Sure you can restrict the validity of a static lease to a single DHCP server instance, by setting the server property of that static lease to the name of that server instance. However, this means that DHCPDISCOVER requests arriving to other server instances will be served according to these instances’ own policies, i.e. from their generic address pools. I.e. a static lease bound specifically to the server instance serving the staff vlan won’t prevent the cheating staff members from getting an IP from a guest pool when registered to another SSID → vlan → dhcp server instance.
But if the actual question is “can I have a lease that is ‘static’ in terms that a given MAC to only use a given DHCP server, but let it get an IP address from a pool rather than a fixed one”, then the answer is “yes, once you have a static lease (no matter whether you create it ‘manually’ or through conversion of a dynamic one using make-static, you can set its server parameter to any of the servers (or all), and you can specify a pool as address”. So you can have one pool for real guests, and another pool for cheating staff members, both in the same subnet and VLAN handled by the same DHCP server instance, and you can use firewall rules matching on the src-address range copying 1:1 the pool for cheating staff to assign low-bandwidth QoS packet-marks.
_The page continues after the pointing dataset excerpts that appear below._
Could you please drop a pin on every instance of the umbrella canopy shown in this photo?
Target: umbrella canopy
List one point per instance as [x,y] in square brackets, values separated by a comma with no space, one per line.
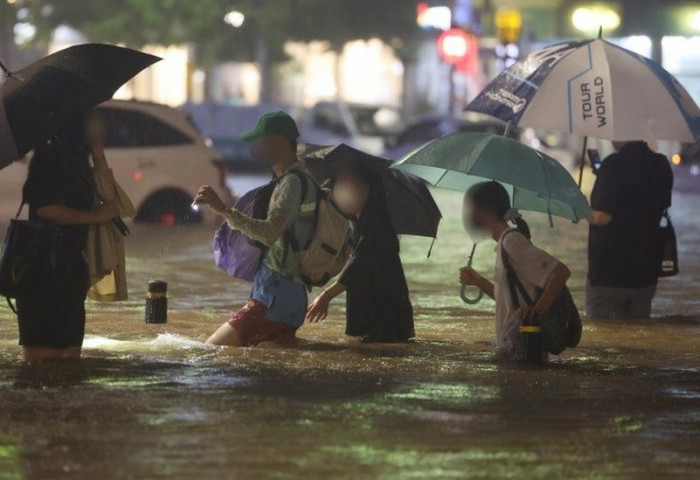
[411,207]
[592,88]
[534,181]
[37,100]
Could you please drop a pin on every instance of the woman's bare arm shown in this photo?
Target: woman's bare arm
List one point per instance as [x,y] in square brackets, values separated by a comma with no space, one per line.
[555,285]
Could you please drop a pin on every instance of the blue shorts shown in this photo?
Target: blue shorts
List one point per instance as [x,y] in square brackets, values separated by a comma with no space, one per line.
[286,301]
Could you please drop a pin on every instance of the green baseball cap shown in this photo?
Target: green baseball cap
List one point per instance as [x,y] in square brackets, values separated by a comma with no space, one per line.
[275,123]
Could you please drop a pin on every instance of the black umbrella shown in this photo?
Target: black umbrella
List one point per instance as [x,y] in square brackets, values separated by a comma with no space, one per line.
[412,209]
[37,100]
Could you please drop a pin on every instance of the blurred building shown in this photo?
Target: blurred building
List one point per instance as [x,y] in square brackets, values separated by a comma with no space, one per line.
[372,72]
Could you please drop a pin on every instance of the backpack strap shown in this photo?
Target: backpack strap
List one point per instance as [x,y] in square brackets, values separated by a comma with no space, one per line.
[515,285]
[309,220]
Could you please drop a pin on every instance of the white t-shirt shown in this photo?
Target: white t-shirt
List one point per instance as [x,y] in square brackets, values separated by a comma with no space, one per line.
[533,267]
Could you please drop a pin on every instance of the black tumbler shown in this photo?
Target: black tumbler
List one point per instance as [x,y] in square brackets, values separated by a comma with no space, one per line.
[157,302]
[530,348]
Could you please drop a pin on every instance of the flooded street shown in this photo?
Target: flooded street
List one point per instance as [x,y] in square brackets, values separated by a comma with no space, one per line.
[155,402]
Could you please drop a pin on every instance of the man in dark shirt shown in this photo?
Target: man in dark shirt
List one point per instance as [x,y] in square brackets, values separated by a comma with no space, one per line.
[632,191]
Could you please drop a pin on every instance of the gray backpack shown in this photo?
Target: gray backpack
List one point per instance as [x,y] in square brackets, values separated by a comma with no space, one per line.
[322,234]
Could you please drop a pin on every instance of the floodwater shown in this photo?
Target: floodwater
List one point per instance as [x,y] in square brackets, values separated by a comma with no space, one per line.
[154,402]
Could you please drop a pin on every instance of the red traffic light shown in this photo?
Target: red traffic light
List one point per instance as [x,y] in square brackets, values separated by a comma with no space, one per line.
[456,46]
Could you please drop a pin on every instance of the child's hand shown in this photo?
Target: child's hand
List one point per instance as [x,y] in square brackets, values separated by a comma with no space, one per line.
[468,276]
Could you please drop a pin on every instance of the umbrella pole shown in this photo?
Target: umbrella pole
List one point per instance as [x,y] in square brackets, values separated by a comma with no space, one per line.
[583,160]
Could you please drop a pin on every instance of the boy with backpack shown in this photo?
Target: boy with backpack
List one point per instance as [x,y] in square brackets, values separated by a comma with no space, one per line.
[289,234]
[541,276]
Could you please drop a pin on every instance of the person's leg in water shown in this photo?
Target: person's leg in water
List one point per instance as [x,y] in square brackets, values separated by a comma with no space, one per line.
[39,354]
[225,335]
[250,327]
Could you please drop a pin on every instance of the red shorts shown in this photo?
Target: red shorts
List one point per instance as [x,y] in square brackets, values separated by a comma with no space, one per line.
[253,328]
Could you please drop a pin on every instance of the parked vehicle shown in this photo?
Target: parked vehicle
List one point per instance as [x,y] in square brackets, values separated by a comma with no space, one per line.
[364,127]
[158,156]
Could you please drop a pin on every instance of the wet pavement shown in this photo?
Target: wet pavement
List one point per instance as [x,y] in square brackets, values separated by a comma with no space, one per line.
[154,402]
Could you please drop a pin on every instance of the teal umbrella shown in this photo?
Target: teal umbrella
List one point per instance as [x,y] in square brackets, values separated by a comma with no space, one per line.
[534,181]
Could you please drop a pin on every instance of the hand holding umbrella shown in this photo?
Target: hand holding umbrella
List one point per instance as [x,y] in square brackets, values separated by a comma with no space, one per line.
[36,101]
[534,181]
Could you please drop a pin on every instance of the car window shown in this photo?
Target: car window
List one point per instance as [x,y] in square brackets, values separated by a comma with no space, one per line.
[131,129]
[421,133]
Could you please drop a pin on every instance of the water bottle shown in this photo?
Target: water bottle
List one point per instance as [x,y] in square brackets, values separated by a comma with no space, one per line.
[157,302]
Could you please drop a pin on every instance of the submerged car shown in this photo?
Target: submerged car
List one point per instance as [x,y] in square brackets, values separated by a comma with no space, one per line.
[158,157]
[428,128]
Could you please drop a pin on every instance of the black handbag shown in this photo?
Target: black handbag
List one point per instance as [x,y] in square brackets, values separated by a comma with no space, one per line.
[667,249]
[24,243]
[561,325]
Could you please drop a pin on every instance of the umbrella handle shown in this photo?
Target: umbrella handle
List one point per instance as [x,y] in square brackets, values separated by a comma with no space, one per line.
[467,300]
[463,290]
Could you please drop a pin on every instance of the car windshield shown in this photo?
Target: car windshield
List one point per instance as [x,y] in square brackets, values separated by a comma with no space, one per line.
[376,121]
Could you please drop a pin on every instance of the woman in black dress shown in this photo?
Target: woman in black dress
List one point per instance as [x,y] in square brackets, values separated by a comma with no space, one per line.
[378,304]
[51,316]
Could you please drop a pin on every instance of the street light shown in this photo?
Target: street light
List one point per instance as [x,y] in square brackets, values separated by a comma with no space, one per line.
[235,18]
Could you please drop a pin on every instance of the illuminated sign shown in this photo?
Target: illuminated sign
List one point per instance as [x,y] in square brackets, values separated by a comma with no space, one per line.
[459,48]
[590,18]
[434,17]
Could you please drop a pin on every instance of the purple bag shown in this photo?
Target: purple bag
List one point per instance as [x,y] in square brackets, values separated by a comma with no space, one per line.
[235,253]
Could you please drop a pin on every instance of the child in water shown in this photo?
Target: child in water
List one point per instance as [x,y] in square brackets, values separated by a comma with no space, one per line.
[488,211]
As for the guest-imitating devices used by cheating staff members, another script can keep track of MAC addresses seen on guest SSID during subsequent cruises, and move them to the limited QoS category too.
This is the solution i have come up with starting to test properly now.
Any time a new dhcp connection is made from the staff server it looks for any other dhcp leases
removes all of them but one which is then changed from its server to server state all.
this means that once a staff member connects to the staff ssid any ssid after that they are still issued a staff ip.
This means that they have no internet on other SSID’s (no default gateway) using the arp reply only on the guest network ensures that they cant set a static on the guest ssid.
I believe this is an elegant enough solution for now.